The Tahltan language is Na-Dene (or Athapaskan) and is typically grouped with Tagish and Kaska as distinct dialects within a single language family.
Tahltan, like all Na-Dene languages, is based in oral tradition. That means that historically it was taught and learned almost exclusively through oral communication such as dialogue, story, song and dance. It is only recently that a formal Tahltan system of writing has been developed.
The development of the Tahltan writing system is an important milestone in the history of our language and culture. Like other Indigenous languages throughout British Columbia and Canada, Tahltan faces a great risk of extinction. The ability of new generations of Tahltans to learn Tahltan through experiential, visual and Western techniques is important to ensure it is preserved for the future.
A major effort to revitalize the language is now underway.
How can we preserve our Tahltan language?
Our language is critical to our cultural survival.
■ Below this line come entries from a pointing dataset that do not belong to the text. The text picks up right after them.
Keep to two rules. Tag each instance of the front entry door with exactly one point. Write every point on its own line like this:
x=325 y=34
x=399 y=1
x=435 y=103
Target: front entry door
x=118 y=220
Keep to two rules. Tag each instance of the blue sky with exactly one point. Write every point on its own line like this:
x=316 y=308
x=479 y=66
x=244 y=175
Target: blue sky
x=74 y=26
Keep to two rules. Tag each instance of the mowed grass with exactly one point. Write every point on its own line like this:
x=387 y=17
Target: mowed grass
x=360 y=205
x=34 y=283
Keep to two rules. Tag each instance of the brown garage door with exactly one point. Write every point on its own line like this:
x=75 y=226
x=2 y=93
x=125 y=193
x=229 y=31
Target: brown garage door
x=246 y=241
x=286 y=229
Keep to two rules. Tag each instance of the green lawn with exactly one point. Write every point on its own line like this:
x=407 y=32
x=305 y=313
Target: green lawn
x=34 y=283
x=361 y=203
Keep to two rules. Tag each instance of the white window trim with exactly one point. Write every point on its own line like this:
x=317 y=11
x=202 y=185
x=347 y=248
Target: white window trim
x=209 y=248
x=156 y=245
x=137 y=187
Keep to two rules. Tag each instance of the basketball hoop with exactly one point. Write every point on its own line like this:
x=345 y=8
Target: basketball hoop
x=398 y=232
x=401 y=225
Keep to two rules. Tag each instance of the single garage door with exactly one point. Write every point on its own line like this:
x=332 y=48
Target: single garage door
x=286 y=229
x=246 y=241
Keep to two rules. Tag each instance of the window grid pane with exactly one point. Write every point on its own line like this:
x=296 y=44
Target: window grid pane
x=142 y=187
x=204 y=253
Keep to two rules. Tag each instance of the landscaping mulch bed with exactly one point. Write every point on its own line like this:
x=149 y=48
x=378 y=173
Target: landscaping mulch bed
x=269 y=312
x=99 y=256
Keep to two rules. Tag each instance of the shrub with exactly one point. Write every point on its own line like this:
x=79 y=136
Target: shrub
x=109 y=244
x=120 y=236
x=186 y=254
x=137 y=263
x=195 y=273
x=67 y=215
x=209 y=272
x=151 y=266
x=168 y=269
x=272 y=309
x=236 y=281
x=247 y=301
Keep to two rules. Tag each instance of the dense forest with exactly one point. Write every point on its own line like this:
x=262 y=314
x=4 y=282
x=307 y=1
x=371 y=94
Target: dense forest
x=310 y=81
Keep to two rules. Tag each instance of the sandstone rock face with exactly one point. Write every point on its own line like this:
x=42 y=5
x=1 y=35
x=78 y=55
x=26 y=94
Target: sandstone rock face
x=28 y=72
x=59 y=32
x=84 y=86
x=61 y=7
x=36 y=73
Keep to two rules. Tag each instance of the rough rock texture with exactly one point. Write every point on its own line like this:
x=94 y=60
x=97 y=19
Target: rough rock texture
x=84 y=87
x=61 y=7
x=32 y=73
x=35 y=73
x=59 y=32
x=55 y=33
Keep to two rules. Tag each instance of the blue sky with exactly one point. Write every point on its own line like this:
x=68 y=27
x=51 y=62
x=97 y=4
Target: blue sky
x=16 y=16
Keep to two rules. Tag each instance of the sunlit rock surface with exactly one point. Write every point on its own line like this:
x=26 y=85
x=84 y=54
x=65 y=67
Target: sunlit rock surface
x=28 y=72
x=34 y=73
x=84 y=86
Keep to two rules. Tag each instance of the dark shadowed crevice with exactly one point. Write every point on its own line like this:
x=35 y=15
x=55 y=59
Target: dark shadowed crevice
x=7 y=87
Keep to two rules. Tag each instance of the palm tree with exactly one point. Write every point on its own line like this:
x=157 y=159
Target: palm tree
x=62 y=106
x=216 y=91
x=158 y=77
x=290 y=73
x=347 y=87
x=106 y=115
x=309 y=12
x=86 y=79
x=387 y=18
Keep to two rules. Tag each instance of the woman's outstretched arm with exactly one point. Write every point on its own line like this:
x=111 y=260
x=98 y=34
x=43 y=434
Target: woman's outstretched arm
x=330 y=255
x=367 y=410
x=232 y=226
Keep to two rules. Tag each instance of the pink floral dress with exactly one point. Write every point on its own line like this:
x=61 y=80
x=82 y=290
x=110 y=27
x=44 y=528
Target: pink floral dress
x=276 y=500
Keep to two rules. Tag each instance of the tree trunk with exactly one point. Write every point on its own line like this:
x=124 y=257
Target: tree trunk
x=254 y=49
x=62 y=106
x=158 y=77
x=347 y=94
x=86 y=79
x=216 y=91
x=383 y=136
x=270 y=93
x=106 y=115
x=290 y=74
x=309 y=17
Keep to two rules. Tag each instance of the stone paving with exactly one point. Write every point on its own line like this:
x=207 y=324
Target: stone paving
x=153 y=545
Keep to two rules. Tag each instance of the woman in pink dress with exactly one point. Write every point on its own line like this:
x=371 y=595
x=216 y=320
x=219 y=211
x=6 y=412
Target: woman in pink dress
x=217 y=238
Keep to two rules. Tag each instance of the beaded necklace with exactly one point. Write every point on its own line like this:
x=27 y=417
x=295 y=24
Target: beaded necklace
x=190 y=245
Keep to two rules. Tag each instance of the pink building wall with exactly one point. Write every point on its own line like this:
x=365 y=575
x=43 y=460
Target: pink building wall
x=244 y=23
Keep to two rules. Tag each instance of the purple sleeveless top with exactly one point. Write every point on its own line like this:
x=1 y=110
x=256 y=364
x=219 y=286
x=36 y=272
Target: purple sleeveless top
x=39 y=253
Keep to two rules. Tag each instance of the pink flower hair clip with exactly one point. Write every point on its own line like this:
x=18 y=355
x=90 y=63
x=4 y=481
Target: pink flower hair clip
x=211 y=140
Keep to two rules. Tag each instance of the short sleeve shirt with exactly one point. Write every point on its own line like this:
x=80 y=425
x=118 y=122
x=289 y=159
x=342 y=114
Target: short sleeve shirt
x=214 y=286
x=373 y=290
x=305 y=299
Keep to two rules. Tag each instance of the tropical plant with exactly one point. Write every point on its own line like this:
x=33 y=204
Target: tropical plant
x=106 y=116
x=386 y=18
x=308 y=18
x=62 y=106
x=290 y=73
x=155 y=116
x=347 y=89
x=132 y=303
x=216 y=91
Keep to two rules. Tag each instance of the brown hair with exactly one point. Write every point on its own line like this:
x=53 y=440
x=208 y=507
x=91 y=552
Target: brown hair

Didene E Kune Mehōdihi Eku Desijihi: “All Tahltan people are living the Tahltan way of life.” Tahltan Nation is creating a Tahltan Language and Culture government effort that will provide governance and guidance in regards to the revitalization of our language.
This is especially important as our Nation embraces increased development and outside influences into our communities.
The purpose of the department would be to: govern language-related initiatives, develop language-based policies, develop a plan for community language revitalization, implement language revitalization projects, and certify language teachers.
Our children need to be learning the Tahltan language as soon as they are born. Therefore, it is crucial to focus on early childhood programs that involve young children and their parents in language training.
Language classes from grades K-12 also need development, and teachers need more training, accreditation, and learning materials.
Immersion programs are another option, where our young people get out on the land with Elders and fluent speakers more often so that they can learn about the connection between language and land.
Lastly, adult language learning, post-secondary courses, and culture camps will all get the community on board with learning Tahltan.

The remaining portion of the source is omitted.